Truthfully, this is a tricky one. The court ruling against her in this case did not mean much regarding church and state or evolution vs. creationism.
Well, Chris Comer has filed an appeal in the US Court of Appeals Fifth Circuit. The appeal was filed on August 6th and asks for …
…review the record de novo and reverse and vacate the district court’s decision. Specifically, it should grant Comer’s motion for summary judgment, and vacate the grant of summary judgment for defendants, as well as the dismissal of plaintiff’s complaint. At a minimum, this Court should vacate the grant of summary judgment to defendants, plus the order dismissing the complaint, and remand for further proceedings.

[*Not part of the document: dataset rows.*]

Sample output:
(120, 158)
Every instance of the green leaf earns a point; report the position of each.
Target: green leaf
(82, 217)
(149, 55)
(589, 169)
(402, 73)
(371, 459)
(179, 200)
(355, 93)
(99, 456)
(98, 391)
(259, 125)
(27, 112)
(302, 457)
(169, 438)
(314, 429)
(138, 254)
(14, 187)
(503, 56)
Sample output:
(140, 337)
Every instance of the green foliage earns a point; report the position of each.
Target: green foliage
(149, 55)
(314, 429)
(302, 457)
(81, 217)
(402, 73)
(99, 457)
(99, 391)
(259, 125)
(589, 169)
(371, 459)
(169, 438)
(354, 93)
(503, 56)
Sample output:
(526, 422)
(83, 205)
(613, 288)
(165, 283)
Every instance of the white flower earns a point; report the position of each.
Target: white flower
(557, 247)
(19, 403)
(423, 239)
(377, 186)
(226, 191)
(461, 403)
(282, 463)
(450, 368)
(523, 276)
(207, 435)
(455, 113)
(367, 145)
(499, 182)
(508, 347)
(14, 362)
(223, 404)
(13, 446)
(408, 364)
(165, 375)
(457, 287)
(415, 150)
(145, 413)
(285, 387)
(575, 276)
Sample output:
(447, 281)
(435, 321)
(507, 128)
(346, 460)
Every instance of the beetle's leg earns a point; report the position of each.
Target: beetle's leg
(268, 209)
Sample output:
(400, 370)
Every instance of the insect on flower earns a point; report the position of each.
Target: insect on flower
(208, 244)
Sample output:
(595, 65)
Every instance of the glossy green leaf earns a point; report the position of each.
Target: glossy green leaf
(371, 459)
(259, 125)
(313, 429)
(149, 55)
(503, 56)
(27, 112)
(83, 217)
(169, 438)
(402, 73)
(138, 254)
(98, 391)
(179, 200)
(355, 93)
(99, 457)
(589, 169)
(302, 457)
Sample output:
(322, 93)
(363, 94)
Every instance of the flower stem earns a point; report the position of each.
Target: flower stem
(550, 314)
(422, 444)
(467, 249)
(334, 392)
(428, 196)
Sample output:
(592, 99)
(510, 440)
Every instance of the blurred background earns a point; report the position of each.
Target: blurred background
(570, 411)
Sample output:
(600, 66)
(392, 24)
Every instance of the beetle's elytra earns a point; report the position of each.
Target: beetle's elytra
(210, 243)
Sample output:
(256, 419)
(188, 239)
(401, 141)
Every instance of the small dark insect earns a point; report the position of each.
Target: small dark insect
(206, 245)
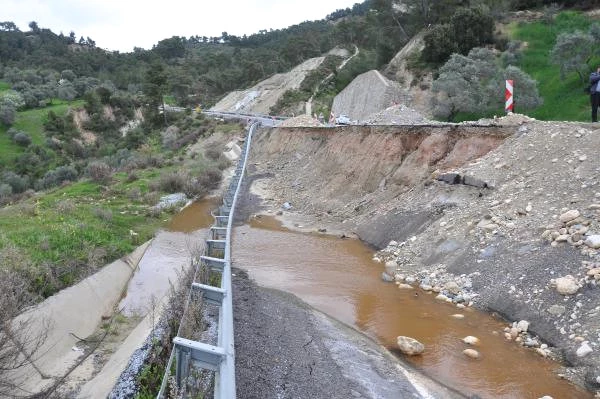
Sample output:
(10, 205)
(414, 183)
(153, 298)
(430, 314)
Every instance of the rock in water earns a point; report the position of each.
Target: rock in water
(569, 215)
(584, 350)
(593, 241)
(567, 285)
(470, 340)
(410, 346)
(472, 353)
(523, 326)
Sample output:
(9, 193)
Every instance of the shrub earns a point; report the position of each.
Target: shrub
(103, 214)
(57, 176)
(212, 153)
(22, 139)
(99, 172)
(17, 183)
(172, 182)
(5, 191)
(65, 206)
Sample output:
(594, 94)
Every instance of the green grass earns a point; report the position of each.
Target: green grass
(31, 122)
(65, 226)
(563, 99)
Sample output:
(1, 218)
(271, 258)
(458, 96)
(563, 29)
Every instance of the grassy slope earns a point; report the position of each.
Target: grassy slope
(563, 99)
(31, 122)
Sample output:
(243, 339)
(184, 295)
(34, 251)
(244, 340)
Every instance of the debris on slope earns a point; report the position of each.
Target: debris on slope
(396, 115)
(368, 93)
(260, 98)
(301, 121)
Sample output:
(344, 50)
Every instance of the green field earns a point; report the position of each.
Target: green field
(67, 228)
(31, 122)
(563, 99)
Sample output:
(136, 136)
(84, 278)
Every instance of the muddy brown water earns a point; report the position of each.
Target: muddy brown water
(338, 276)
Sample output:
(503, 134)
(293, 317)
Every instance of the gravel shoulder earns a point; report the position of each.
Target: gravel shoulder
(285, 349)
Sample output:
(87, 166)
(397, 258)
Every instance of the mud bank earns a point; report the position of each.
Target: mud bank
(381, 184)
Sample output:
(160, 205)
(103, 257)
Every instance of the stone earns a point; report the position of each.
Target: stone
(523, 326)
(442, 297)
(566, 285)
(593, 241)
(557, 310)
(471, 340)
(452, 287)
(593, 272)
(569, 215)
(584, 350)
(410, 346)
(472, 353)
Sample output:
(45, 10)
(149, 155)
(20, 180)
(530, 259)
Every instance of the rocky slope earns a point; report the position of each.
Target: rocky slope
(496, 216)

Here is the original ruling.
Here is the appeal.
You can see a summary of this story here. As soon as I hear more I’ll let you know .
Not knowing anything about the case I wonder why this wasn’t a matter of unfair dismissal rather than a constitutional violation. The establishment clause claims seem rather tenuous.

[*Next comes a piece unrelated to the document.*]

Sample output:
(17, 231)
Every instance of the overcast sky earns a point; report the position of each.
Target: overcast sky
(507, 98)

Creationism should not be taught in public schools because the specific forms of creationism belong to the Abrahamic religions. Furthermore, the only common belief between Abrahamic religions is that there is one god and god created the earth and its plants and animals. Some are young-earth, others are old-earth, and yet others are gap-creationists. So if a form of creationism ideologically neutral to Abrahamic religions were to be taught, you’d find that there’s really nothing to teach. All you can say is “god created the earth and plants and animals” and that’s it – no substance and absolutely no evidence to back up the ridiculous claim.
What Chris was doing was perfectly consistent with her position, endorsing the scientific view which is taught around the world. Punishing her for doing so is religion’s backhanded way of saying “we’re boss”, but I can’t imagine how that might be related to the constitution. Her dismissal was unfair because of the insidious religious agenda which is being plied as a “neutral stance”. How can you possibly be “neutral” in education when science says one thing and religion says numerous contradictory things? The claim to neutrality is nothing but a religious lie. Being neutral, as we can see from the NCSE, means pushing science and not favoring any religions.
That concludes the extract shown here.